Ao todo, o planeta apresenta três principais camadas e duas descontinuidades, que são as estruturas encontradas entre uma camada e outra. Confira o esquema a seguir:

Esquema explicativo das camadas da Terra
Esquema explicativo das camadas da Terra

A primeira camada da Terra é a Crosta terrestre. É a menor das estruturas do planeta, mas é a mais importante para as atividades humanas. Ela é fundamentalmente composta por rochas leves, tendo como minerais predominantes o silício, o alumínio e o magnésio. Nas zonas continentais, apresenta uma variação de 20 a 70 km de espessura, medidas que diminuem nas zonas oceânicas, onde a variação é de 5 a 15 km.

Abaixo da crosta terrestre encontra-se a Descontinuidade de Mohorovicic ou simplesmente Moho. Nela, as variações sísmicas costumam ser mais rápidas e mais fluidas em relação à sua composição externa.
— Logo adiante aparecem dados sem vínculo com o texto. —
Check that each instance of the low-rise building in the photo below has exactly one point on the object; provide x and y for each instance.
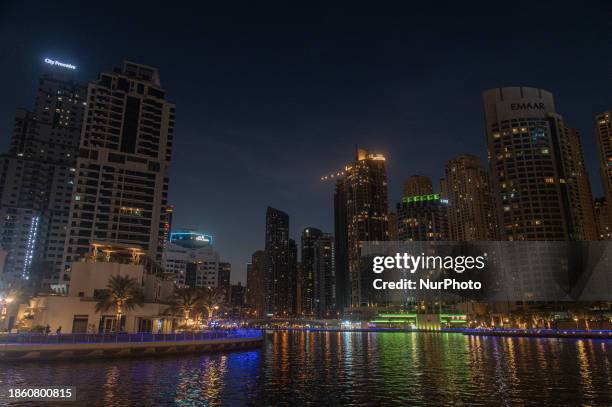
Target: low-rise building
(76, 312)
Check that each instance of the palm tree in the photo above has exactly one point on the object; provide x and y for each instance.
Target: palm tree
(184, 300)
(212, 300)
(123, 294)
(10, 290)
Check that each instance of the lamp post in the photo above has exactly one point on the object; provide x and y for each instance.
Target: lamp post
(4, 301)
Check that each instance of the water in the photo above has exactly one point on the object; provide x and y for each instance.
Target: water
(325, 368)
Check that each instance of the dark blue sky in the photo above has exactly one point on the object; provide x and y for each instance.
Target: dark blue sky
(271, 97)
A segunda camada da Terra é o Manto. Este apresenta profundidades que vão dos 30 km abaixo da superfície até 2900 km, além de temperaturas internas que chegam a alcançar os 2.000ºC, o que propicia o derretimento das rochas, transformando-as em magma. No manto interno, o material é mais líquido, haja vista que as temperaturas são maiores; já no manto externo o material magmático é mais pastoso.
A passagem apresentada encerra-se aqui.